The research found consumers ran into challenges associating many of the Private Brands with the correct retailers, which likely results from lack of branding differentiation, Ireland said. An even bigger challenge for consumers was linking images of product packages with the associated store banners, which probably results from extensive use of similar package designs across retailers.

Data Enables Generational Insights

The research incorporated a wide range of other insights, including on the geographic and generational fronts. For example, while Gen Z consumers are among the biggest proponents of natural and organic Private Brands, many in this generation appear to have trouble making the link between brand and store banner.

“There is huge potential here,” Ireland said.  “The disconnect between the parent and the brand is huge, and this is an important demographic we need to capture.”

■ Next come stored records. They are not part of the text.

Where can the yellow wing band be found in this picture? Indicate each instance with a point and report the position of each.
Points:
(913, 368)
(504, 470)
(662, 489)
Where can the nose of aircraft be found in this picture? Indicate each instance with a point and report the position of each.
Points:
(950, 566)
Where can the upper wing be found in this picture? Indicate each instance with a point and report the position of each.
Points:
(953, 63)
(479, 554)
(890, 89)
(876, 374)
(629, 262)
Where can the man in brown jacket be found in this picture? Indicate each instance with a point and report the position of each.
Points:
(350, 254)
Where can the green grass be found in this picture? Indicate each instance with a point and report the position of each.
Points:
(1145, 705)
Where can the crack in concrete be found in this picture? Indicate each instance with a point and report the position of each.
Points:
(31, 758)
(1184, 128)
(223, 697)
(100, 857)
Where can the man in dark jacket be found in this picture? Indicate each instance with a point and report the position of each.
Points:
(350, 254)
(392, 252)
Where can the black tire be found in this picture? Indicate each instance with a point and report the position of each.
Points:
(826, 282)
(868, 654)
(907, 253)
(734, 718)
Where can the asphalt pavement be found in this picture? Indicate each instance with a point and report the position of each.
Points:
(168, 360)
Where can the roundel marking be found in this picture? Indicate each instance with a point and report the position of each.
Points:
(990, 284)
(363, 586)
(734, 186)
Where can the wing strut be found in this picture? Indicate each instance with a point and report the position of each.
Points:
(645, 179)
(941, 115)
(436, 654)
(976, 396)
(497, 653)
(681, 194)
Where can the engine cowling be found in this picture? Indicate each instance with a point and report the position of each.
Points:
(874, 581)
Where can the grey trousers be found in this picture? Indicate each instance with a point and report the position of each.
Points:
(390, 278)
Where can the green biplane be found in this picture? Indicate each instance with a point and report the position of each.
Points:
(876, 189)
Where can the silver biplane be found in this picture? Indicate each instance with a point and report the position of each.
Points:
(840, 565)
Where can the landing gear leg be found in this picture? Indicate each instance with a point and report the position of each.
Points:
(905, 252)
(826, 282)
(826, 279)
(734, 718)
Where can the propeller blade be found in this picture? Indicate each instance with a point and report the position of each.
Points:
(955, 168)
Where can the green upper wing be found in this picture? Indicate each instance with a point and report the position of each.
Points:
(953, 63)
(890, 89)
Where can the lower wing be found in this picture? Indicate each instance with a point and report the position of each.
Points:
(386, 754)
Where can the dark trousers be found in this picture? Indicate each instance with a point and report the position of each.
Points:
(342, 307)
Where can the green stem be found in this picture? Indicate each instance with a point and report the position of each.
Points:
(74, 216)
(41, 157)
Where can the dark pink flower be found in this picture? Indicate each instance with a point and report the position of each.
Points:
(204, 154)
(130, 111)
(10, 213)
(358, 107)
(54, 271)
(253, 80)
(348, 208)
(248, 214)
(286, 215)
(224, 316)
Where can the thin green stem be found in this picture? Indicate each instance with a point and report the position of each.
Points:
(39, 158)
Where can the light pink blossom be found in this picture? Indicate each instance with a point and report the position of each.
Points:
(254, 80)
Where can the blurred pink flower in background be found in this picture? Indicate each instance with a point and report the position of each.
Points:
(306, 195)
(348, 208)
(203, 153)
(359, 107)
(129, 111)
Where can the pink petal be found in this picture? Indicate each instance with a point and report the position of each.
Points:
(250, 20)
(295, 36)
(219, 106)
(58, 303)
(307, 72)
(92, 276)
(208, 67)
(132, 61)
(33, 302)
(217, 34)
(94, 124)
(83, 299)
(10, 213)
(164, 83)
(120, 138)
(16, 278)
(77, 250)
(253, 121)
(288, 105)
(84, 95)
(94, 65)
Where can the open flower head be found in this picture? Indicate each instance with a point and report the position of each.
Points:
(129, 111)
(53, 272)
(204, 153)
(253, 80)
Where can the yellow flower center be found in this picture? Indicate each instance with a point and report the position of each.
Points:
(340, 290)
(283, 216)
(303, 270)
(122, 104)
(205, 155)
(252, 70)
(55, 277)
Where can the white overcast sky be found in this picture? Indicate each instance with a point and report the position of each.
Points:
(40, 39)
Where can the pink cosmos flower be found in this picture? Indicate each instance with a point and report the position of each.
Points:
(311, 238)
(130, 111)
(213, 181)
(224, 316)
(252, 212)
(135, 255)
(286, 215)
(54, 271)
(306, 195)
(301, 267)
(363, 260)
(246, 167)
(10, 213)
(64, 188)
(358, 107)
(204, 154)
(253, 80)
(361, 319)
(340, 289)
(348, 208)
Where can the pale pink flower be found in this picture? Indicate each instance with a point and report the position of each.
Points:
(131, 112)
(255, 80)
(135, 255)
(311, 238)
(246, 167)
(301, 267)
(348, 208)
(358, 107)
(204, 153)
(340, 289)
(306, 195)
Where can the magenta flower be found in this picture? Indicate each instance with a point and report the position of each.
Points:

Brand Strength Score Points to Opportunities

A new metric called Brand Strength Score (BSS) was created to compare and track the progress of the brands. Brands were scored on a 1 to 100 scale, taking into account factors such as awareness and loyalty, with different weights given to various components. The highest scoring Private Brand was Simple Truth, at 46.2, followed by 365 Everyday Value with a 39.4 score, and Open Nature (Albertsons) at 38.4.

Durham said the results reflect limited branding investments so far by many retailers but indicate great potential.

“Retailers by and large haven’t invested in marketing.” he said “They’ve put products on shelves. So it’s pretty impressive that they are scoring as high as they are. What this means is the roots are strong and there are lots of opportunities.”